Hashem has gone to the police many times, to no avail. In fact, he says, the police are ‘not only useless and unhelpful but outright dangerous’.

‘First,’ Hashem said, ‘police disclosed my disability and vulnerabilities to perpetrators. That made the attacks more targeted and sophisticated’.

‘Second, police blatantly refused … to take any action against perpetrators thus convincing them in their impunity.’

Initially, the police would tell Hashem they could not do anything about the abuse because they did not have any evidence. But they would also make fun of Hashem, telling him to ‘harden up’ and calling him a ‘nutter’.

‘Stigma of the “nutter” is present everywhere. You can see straight away that people who are paid to help you using their position to have fun of you, provoke you …’

One police officer suggested that Hashem install security cameras. He took this advice and over time he took to the police countless video and audio recordings of abuse, death threats, trespassing and property damage.

It became clear to Hashem that the police were still ignoring his complaints. One police officer told Hashem they could only take action against the perpetrators if he had an intervention order against them. However, the police told him he couldn’t get an intervention order as ‘it is not for those who lost their marbles’.

‘So I had to obtain this order at my financial expense and at the expense of great stress, pain and suffering,’ said Hashem.

The perpetrators continued to abuse Hashem and he made more than 30 complaints about breaches of the intervention order. Still the police were reluctant to do anything.

Then the police began what Hashem described as ‘a phase of active abuse’.

‘One day I was stopped by police twice, having travelled only 75 metres from home.
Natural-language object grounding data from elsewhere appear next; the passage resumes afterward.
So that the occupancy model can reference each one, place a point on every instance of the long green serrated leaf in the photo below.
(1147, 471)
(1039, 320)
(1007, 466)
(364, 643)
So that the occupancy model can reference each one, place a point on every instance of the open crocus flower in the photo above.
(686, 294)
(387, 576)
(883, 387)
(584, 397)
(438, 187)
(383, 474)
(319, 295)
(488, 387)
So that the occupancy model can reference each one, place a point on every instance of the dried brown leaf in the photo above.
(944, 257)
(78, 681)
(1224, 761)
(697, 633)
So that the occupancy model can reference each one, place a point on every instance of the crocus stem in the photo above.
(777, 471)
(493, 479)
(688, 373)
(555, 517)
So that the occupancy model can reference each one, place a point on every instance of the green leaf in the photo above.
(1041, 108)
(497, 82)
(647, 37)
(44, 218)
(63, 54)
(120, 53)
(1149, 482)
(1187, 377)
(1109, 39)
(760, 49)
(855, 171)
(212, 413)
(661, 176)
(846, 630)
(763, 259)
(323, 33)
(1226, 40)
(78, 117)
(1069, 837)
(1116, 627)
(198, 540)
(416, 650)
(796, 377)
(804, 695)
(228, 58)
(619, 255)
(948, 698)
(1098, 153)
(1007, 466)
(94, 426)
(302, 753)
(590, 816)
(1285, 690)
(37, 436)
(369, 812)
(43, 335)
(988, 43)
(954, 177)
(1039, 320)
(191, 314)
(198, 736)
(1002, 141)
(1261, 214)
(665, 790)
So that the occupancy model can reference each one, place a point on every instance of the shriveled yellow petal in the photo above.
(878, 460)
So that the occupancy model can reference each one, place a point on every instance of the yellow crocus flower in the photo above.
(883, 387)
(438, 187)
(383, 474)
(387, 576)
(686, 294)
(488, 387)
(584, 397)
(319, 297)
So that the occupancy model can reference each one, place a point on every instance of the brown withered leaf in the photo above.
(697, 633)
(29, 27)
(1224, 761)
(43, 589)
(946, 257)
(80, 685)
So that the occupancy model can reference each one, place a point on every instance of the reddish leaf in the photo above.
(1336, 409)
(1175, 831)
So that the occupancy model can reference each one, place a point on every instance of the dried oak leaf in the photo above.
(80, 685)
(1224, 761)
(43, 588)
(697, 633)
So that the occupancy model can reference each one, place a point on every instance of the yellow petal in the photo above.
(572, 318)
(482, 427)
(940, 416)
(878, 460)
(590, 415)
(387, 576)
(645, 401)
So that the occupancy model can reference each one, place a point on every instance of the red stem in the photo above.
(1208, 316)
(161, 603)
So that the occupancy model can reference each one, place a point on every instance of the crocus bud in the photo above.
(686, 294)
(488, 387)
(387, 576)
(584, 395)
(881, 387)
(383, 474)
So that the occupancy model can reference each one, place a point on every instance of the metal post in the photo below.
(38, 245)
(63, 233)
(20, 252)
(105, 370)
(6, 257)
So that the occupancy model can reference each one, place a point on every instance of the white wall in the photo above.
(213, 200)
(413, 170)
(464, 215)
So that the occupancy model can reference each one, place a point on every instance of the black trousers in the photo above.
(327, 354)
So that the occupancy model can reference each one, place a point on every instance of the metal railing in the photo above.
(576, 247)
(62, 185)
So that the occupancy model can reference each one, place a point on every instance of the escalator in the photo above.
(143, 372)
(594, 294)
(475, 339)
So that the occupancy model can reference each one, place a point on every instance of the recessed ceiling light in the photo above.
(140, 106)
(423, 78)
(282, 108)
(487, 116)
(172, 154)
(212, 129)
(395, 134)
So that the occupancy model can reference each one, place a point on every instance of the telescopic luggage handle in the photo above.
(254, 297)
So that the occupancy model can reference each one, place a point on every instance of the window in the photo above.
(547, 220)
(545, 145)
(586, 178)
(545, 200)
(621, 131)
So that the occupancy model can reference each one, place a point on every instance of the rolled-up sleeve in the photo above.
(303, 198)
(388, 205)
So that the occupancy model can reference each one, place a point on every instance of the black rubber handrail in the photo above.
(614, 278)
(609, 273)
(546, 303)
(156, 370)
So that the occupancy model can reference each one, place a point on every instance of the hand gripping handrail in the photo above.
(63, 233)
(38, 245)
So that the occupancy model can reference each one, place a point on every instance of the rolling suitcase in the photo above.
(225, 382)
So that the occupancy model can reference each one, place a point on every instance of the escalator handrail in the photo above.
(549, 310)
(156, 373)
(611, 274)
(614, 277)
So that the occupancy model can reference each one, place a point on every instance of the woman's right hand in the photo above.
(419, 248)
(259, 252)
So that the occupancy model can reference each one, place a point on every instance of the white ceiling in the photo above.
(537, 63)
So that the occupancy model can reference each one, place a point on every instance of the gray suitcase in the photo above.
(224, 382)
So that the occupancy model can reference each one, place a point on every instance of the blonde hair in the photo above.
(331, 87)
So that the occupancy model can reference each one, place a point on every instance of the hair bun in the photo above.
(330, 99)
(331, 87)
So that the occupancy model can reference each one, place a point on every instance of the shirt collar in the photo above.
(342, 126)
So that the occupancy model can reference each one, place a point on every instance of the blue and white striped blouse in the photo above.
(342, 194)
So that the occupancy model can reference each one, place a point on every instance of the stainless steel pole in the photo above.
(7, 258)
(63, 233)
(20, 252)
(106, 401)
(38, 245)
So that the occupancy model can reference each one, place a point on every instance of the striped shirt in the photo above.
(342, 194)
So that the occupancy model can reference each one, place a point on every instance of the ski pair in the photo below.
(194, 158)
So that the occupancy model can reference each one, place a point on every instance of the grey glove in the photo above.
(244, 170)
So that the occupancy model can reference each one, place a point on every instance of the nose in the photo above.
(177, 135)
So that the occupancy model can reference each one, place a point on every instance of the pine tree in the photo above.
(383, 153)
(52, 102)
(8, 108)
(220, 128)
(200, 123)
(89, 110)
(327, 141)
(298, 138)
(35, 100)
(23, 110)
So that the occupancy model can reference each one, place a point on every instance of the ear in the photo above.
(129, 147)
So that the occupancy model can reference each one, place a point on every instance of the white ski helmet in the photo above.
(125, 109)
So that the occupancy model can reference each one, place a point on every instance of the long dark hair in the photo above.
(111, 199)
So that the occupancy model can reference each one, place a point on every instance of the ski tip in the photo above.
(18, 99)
The result of the second stop (after 2 hours of harassment) was the defect notice for no valid reason.’

Then there was another incident of abuse from one of the known perpetrators, who used a metal pipe to smash Hashem’s windscreen. The police response was to issue a new defect notice for the car.

‘Then after half an hour they changed their mind and added fraudulent infringement notice for alleged parking in the hydrant zone.’

Hashem said, ‘I have seen in the court many disabled people who were charged with “false complaints” against abusers’.

Hashem would like to see greater penalties implemented for abuse against people with disability, removal of the police 'monopoly' on commencing criminal proceedings, and compulsory pro bono work for all law practices to assist clients with disability.

Community
Settings and contexts
 

Disclaimer: This is the story of a person who shared their personal experience with the Royal Commission into Violence, Abuse, Neglect and Exploitation of People with Disability through a submission or private session. The names in this story are pseudonyms. The person who shared this experience was not a witness and their account is not evidence. They did not take an oath or affirmation before providing the story. Nothing in this story constitutes a finding of the Royal Commission. Any views expressed are those of the person who shared their experience, not of the Royal Commission.